I might be optimizing a bit early haha. But I mostly want to see how far I can push my voxel world. But there is also the advantage of the node editor in fastnoise2 which can give me a lot more control about the noise I am generating. It’s not just a matter of optimising but also features :slight_smile:

What I am mostly trying to see is if there is a “plug and play” ready extension that could allow me to use this method because I don’t want to do unnecessary work. If not I will probably write an extension myself that implements: GitHub - Auburn/FastNoise2: Modular node graph based noise generation library using SIMD, C++17 and templates

I have no experience with this so it will take a bit of time but there seems to be some good documentation in the godot docs at least.

1 Like

Have you looked at hidden surfaces and (if you’re using collision) physics objects, yet? My instinct is the noise used for generation will be trivial compared to the time needed for those.

1 Like

Yes I have a hidden surfaces algorithm that also hides surfaces at chunk edges if not relevant. At the moment my chunk generation is on average around 50ms and my actual chunk drawing at 15ms (I will still improve this part with vertex pulling and compute shaders but I need to look into this more)

The chunk generation generates caves, ores and trees as well so this takes some time. I can’t remember the exact number since it is a while ago I profiled it but I believe my noise generation was about half the time of the chunk generation time.

You can do the generation from a thread.

My generation is multithreaded since I will have a wraparound world of a couple of km in every direction and need it to generate constantly. But I want to use as few threads as possible. At the moment it runs on one parallel thread and I don’t really want to go over 2 if I can avoid it

If you generate everything in a thread what does it matter if the generation takes 50 ms? It could take much more than that if it doesn’t affect the frame rate.

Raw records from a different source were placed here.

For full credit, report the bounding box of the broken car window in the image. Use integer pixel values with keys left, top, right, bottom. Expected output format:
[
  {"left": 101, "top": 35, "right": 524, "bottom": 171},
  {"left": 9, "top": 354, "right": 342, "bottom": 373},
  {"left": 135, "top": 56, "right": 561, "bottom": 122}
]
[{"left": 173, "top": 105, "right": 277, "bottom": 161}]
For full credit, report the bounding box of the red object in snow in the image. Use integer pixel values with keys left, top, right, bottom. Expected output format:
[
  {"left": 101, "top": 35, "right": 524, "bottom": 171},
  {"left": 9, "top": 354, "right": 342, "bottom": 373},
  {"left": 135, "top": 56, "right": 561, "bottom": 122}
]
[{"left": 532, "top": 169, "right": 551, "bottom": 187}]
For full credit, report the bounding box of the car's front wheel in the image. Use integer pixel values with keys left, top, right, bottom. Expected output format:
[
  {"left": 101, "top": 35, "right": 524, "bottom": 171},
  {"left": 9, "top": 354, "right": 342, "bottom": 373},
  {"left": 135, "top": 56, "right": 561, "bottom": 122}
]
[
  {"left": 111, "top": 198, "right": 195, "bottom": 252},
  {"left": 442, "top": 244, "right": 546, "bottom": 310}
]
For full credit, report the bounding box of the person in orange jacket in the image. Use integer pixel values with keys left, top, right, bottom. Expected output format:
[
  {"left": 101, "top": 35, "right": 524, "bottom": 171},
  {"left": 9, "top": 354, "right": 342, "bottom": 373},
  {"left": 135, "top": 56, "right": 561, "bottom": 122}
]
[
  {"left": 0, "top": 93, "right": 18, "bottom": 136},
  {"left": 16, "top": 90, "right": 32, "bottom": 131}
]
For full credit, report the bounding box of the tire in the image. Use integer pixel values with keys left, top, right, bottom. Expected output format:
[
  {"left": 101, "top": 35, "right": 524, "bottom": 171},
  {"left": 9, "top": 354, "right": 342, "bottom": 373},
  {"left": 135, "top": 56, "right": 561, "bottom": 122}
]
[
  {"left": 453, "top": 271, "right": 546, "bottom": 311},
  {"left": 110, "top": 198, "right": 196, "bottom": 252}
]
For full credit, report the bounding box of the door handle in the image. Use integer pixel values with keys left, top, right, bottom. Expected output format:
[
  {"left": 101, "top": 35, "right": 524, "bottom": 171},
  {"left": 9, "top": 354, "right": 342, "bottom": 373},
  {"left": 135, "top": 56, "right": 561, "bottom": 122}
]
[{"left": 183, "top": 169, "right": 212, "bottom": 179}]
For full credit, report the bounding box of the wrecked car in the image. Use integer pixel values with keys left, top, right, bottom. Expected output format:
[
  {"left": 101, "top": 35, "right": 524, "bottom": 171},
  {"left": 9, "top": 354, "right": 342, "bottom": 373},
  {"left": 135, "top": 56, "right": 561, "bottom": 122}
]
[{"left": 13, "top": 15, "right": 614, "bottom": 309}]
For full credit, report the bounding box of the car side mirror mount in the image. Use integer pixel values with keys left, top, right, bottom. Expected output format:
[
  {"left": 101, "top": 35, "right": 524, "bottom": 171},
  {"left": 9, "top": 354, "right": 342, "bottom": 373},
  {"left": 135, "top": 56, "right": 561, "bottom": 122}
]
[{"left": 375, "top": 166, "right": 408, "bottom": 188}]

The fastest option is implementing noise generation in a compute shader.

1 Like

Because the quicker it runs the bigger the view distance I can get. It’s no fun looking in the distance and slowly seeing chunks loading. So the quicker it generates the world the better.

Also if I can get this quicker now I can extend the world generation and make it more interesting (but undoubtfully more complex).

I take it though that there is not really any fastnoise2 (or similar) extension available so I will write one for myself and maybe make it available after I have sufficiently tested it in my project, if there is sufficient interest for something like that.

I would still like to add though that fastnoiselite does not have something like the node editor from fastnoise2 which is just a usefull tool I would like to use in my world generation without taking the better performance in account

Aren’t chunks supposed to be streamed once the initial generation of everything inside the viewing distance is done? You always generate what’s next to be seen before it actually needs to be seen. The performance of the noise generator (or your worker thread in general) shouldn’t be an issue if you implement the streaming well. The worker thread has as much time as it takes the camera to walk across a chunk.

At the moment I can still outrun my generation. My voxels are only 0.5 m cubed so I could indeed pregenerate more but at some point you will outrun that. And when falling straight down over long distance you just clip terrain that should be there.

Do you have any techniques you think I should look at? Because that certainly a point I would like to improve on as well

How big is a chunk? You can always make the chunk contain more voxels per dimension so your walkthrough time is always longer than the generation time. The generation thread(s) can then run “slowly” in parallel and always deliver needed chunks on time.

Btw I don’t know what would be the rationale behind limiting the thing to only one thread. You’ll typically have multiple chunks to generate/stream at all times. Most todays cpus have multiple cores. If you delegate each chunk generation to its own thread, chances are the system will schedule each to run on a different core, completely parallelizing the generation and reducing the total generation time.

So I have 16 cubed chunks. But increasing their size is problematic. Because when I add or remove blocks when my chunk size is much I got a noticeable delay which I don’t want.

As far as the rational for one thread it’s not a hard limit and I probably should increase the amount. But I still want a fluid simulation and or stuff in parallel as well. What is a normal amount of threads used in games for this? From what I read I thought games usually limit this to maybe 2 or 3.

What exactly is causing that delay? Find the actual bottlenecks in your generation code by running it through the profiler. Trying to optimize via guessing, without determining the bottlenecks is a waste of time.

There’s no “normal amount of threads”. If you need things done in parallel put them on separate threads. The OS scheduler will then try to run them as parallel as possible. There’s nothing to lose by using many thread. You can only gain or in the worst case perform the same as running on a single thread.

I’d do it like this. Whenever the player enters a chunk, start generating all missing chunks that may appear when the player enters any of adjacent chunks. Run each chunk generation on its own thread or have a thread pool of fixed number of threads that take on generation tasks from the chunk queue. You can use Godot’s WorkerThreadPool so you don’t need to implement your own thread pool but still avoid the perpetual thread creation, which can be relatively costly.

Thank you for the help! I will implement that as well! I hadn’t considered doing it that way actually. I am assuming you need to use mutexes as well in that case so I will need to look into this a bit.

And the bottleneck when destroying blocks there is the redrawing of the chunk. So mesh generation (more specifically the code deciding if blocks have neighbours or not). But that I will still optimise in a different way later on.

It would depend on how you set up things. Individual chunk generation could be done without any shared data so not need for mutex locking in that case.